ANNAPOLIS -- The five small counties that have corporal punishment in their schools under Maryland law may not use it much, but they don't want to give it up.
They came close to losing it yesterday, however, when a Senate bill proposing a statewide ban on corporal punishment failed for the lack of one vote.
Sen. Idamae Garrott, a Montgomery County Democrat and former teacher, said she plans to ask for reconsideration today in hopes that she will pick up the 24 votes necessary for passage of her bill.
The corporal punishment ban is a perennial bill in Annapolis, but it has seldom come so close to passage in the Senate. Usually, the House of Delegates approves the ban, then the Senate amends it to keep the current list of exempted counties.
Yesterday's 23-21 vote, which failed for a lack of constitutional majority, came after a debate in which legislators from small, rural counties told the rest of the state, in the words of Sen. Walter M. Baker, "just leave us alone."
"We don't have real big problems in our local schools out in the hinterlands of Maryland because we walk softly and carry a big stick," said the Democrat from Cecil County, which is one of the five jurisdictions that has not banned corporal punishment. "Respect the country folk."
Under current law, 12 rural and Eastern Shore counties are exempt from the state's ban on corporal punishment. However, seven of those have banned physical discipline by policy or local school board action. That leaves Cecil, Queen Anne's, Somerset, Wicomico and Worcester with corporal punishment. Such punishment has been used only in Wicomico among the five over the past two years -- twice last year and twice so far this year.

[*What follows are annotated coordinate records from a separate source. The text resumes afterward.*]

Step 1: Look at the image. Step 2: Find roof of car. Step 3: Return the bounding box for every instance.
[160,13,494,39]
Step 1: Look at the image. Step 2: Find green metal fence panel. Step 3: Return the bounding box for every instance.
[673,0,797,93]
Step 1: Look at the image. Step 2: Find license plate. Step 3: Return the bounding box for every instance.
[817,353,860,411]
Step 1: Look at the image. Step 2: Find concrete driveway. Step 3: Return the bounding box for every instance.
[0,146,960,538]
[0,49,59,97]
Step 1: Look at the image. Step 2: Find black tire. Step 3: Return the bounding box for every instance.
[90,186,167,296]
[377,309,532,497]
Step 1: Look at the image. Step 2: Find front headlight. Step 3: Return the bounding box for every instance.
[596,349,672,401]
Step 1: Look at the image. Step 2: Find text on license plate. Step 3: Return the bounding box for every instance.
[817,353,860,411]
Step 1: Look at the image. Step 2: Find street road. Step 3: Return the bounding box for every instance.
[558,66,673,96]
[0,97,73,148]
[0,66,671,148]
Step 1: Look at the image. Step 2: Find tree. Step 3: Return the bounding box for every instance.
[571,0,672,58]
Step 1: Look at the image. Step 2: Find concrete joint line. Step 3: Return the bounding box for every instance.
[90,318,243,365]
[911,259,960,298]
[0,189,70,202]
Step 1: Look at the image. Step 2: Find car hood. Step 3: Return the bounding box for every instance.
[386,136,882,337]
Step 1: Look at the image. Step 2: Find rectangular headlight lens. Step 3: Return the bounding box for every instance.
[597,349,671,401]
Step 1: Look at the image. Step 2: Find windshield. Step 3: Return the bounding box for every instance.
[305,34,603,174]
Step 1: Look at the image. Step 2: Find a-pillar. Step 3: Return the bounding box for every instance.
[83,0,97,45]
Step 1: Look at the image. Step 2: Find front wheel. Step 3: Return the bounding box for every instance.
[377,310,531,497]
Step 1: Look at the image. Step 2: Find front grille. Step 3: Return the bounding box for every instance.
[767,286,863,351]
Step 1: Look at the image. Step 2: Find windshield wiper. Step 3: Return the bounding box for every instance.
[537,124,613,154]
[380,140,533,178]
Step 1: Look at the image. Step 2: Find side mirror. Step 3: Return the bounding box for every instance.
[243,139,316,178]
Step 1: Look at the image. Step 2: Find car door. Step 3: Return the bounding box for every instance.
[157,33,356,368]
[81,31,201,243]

Senator Garrott said the fact that corporal punishment is seldom used is not reason enough to continue exempting 12 counties from the state law.
"You do not instill a love of learning in children by means of a thick paddle," she said. "We cannot fight violence without a statewide policy."
Susan P. Leviton, president of Advocates for Children and Youth Inc., said national studies on quality of life for children downgrade those states that still allow corporal punishment.
"It's not an issue of local control," Ms. Leviton said. "If there was ever an example of foolishness, this really is."